Виктор бегло осмотрел подворье. Заметным было трудолюбие хозяйки, но явно просматривалось отсутствие мужских рук: чистый без соринки двор, и дверь уборной, прислоненная к стойкам. Но отметил он и другое. Если посмотреть из-за угла дома или сарая с покосившейся стеной, можно увидеть седловину между двумя небольшими высотами, через которую проходил участок грейдера с движущимися автомашинами. Подумалось: «Никуда ходить не надо. Сиди на пенечке и считай, сколько и какого транспорта идёт в сторону фронта и в тыл. Можно посчитать людей в пеших колоннах».
У Марии торг не шел. Ничего Настьке не нравилось. Предлагаемые товары оказывались неподходящими качеством или размером. Если что-то привлекало внимание, она оговаривала в обмен такое количество продуктов, которое не устраивало другую сторону. Женщины сначала торговались спокойно, но постепенно разговор перешел в словесное препирательство, а вскоре двор огласился их резкими выкриками, слышными ближними и дальними соседями Настасьи.
— Всё, хватит! — Энергичным движением руки сверху вниз Виктор как бы разъединил спорящих.
Женщины, как по команде, разом стихли, часто дыша, неприязненно посматривая друг на друга.
— Зитцер будет недоволен таким торгом, — обратился он к Марии, — вон сколько шума наделали.
Виктор не вкладывал какого-либо смысла в сказанное. Просто вспомнил, в разговоре с уже знакомыми осведомителями это имя непременно упоминалось. Однако озвученное, оно вызвало неожиданную реакцию со стороны Настьки. Она быстро утихомирилась, черты ее лица заметно смягчились, разгладились, она спокойно возвратила Марии рубашку, ставшую причиной размолвки.
— Чего ж вы мне голову морочите, — улыбнулась впервые хозяйка подворья, — сказали бы сразу, что прибыли от него. Я уже намеревалась выпроводить вас со двора, а вы, оказывается, гости дорогие.

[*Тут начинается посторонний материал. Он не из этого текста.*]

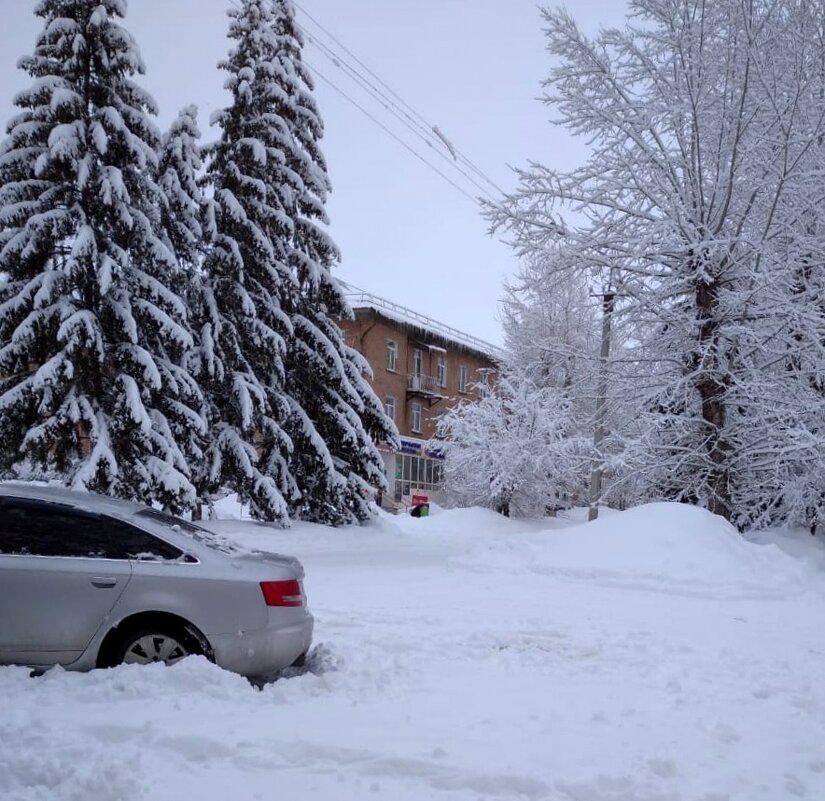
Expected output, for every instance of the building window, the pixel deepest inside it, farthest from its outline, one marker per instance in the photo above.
(462, 378)
(418, 362)
(416, 416)
(483, 385)
(442, 371)
(416, 473)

— Успех оценивается выше, если он достигается, когда надежд уже не остается, — глубокомысленно изрек Виктор, прижимая одновременно обеих женщин к себе.
Анастасия тут же по-деловому сообщила, что минувшей ночью в сторону Белгорода проследовало много танков. Не меньше часа, говорила она, шла танковая колонна.

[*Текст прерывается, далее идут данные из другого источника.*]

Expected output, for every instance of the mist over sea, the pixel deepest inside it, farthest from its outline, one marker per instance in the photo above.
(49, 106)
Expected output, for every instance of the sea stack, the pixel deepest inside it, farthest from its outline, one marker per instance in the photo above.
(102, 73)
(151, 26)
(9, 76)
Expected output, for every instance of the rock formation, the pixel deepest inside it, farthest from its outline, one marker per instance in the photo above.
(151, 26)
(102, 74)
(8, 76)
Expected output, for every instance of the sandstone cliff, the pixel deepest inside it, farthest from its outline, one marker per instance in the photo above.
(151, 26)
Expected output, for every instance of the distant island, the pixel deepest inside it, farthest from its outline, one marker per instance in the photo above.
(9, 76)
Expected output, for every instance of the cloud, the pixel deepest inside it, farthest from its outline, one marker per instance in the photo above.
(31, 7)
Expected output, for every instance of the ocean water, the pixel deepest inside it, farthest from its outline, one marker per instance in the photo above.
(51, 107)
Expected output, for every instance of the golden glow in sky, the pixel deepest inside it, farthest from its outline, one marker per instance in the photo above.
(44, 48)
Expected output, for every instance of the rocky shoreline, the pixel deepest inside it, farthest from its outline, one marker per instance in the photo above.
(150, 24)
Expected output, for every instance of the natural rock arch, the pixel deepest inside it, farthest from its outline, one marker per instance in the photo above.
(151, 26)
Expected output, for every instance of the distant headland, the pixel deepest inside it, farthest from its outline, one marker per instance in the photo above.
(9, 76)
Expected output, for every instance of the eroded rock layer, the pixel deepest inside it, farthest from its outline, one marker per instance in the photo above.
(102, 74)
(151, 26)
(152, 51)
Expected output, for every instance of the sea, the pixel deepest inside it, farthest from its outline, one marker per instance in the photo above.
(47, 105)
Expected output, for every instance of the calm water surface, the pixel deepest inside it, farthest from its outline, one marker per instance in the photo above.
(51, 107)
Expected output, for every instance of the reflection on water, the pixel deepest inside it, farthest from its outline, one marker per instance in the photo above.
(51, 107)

Виктор выдал бдительной осведомительнице тридцать рублей одной купюрой, но она не взяла.
— Мне нужны мелкие деньги. Тридцатирублевку здесь никто не разменяет. Зитцер за такие сведения давал пятьдесят рублей, — сказала женщина, явно недовольная результатами сделки.
Деньги у Виктора были, но все купюры одного достоинства, переплачивать не хотелось, впереди еще семь осведомителей. Хозяйка согласилась, чтобы недоимка в двадцать рублей была отработана в натуре. Такой компромисс предложила Мария, но та приняла шутку за чистую монету.
В течение часа оперативник поправлял и приколачивал двери, расшатанные доски ворот, укреплял опоры покосившегося сарая, распилил сухой сук на дрова. Мария в это время наводила порядок в сараях. Анастасия зорко следила, чтобы вся работа велась должным образом да ничего не пропало. К концу трудового часа хозяйка деньги у Виктора взяла. Сладились, значит.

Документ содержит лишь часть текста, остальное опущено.